AnchorWeave: Memory-Augmented Video Gen

Updated 18 February 2026

AnchorWeave is a memory-augmented video generation framework that uses per-frame local spatial memories and a multi-anchor weaving controller to maintain consistent spatial structures.
It employs a greedy coverage retrieval algorithm to select optimal local point clouds from depth-estimated frames, mitigating cross-view misalignment issues.
Empirical results show that increasing the number of anchors improves metrics like PSNR and SSIM, demonstrating enhanced long-horizon video synthesis quality.

AnchorWeave is a memory-augmented video generation framework designed to maintain world-consistent spatial structures over long horizons in camera-controllable video diffusion. Diverging from global 3D fusion-based paradigms, which are susceptible to cross-view misalignment artifacts, AnchorWeave deploys multiple clean, per-frame local spatial memories and reconciles their inconsistencies through a novel multi-anchor weaving controller. This architecture achieves substantial improvements in scene consistency and visual quality for long-form, arbitrarily navigated video synthesis under user-specified camera trajectories (Wang et al., 16 Feb 2026).
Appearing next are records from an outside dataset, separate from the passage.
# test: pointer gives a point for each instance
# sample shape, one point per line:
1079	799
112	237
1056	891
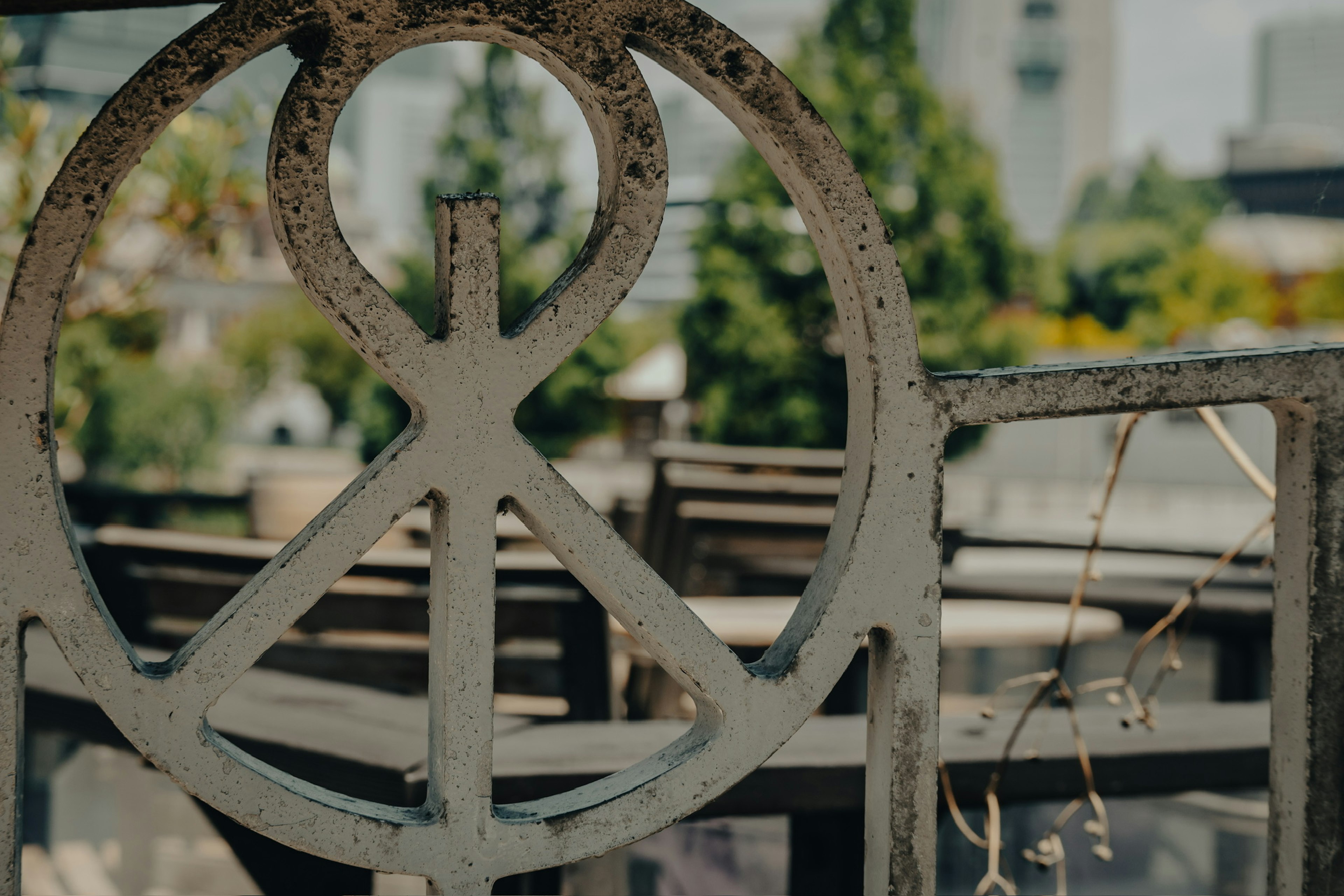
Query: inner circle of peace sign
464	382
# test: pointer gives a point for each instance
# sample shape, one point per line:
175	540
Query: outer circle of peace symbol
880	572
464	383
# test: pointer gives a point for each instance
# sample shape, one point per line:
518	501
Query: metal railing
880	573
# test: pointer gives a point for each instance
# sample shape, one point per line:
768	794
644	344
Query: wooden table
371	745
756	622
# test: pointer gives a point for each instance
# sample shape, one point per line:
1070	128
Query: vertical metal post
901	800
11	754
1307	747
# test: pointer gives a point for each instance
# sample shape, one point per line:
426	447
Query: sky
1184	70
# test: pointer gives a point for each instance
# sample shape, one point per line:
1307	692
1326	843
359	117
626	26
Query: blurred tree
1322	299
498	143
765	358
182	211
1121	237
1198	288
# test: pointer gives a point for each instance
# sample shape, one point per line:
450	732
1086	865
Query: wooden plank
370	743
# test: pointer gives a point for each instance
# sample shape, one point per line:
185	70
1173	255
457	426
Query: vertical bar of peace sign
878	577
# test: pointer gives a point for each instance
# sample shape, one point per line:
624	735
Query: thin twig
1240	457
1050	849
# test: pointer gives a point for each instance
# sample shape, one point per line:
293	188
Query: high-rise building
1299	72
1294	154
1035	78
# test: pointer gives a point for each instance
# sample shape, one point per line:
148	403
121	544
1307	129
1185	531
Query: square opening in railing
1107	618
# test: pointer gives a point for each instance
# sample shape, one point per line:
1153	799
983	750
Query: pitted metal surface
881	569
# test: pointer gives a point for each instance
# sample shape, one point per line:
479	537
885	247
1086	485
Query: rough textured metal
880	572
49	7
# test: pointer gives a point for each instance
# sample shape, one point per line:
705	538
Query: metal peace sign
878	575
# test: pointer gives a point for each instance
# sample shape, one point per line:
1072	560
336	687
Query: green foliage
1322	299
761	338
498	143
291	326
1121	237
131	417
143	421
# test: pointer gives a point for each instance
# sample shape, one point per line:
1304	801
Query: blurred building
1292	158
1035	78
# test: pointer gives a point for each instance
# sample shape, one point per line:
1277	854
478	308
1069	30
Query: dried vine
1051	684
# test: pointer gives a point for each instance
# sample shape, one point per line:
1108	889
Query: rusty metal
880	573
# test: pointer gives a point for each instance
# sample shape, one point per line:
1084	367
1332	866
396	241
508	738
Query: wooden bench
373	625
373	745
738	520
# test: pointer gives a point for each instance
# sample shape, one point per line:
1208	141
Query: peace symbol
464	382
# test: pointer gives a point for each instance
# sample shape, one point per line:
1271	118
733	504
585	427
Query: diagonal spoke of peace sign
878	577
1. Motivation and Problem Formulation

Long-horizon, camera-controllable video generation requires synthesizing video sequences that remain consistent with both viewed and generated history, especially when the camera revisits regions of the environment. Existing video diffusion models based on architectures such as DiT-based latent diffusion models (LDMs) offer strong short-range visual quality, but inherently lack explicit global memory, resulting in spatial drift, ghosting, or hallucination when revisiting prior contexts.

Traditional memory-based solutions reconstruct a global 3D scene from temporally accumulated views—such as point clouds or neural fields—and condition generation on rendered anchor videos derived from these reconstructions. However, global fusion is fundamentally limited by the accumulation of pose and depth estimation errors: identical surfaces are rendered at slightly different locations across views, leading to misalignment and contaminated geometry in the global memory, which, when used for conditioning, degrades output fidelity.

AnchorWeave replaces this approach with local geometric memories: each stored as a single-frame, pose-aligned, clean point cloud, free from cross-view fusion artifacts. During synthesis, the framework retrieves multiple local memories whose aggregate fields-of-view optimally cover the target viewpoint and combines their rendered signals in a controller designed to resolve residual spatial discrepancies.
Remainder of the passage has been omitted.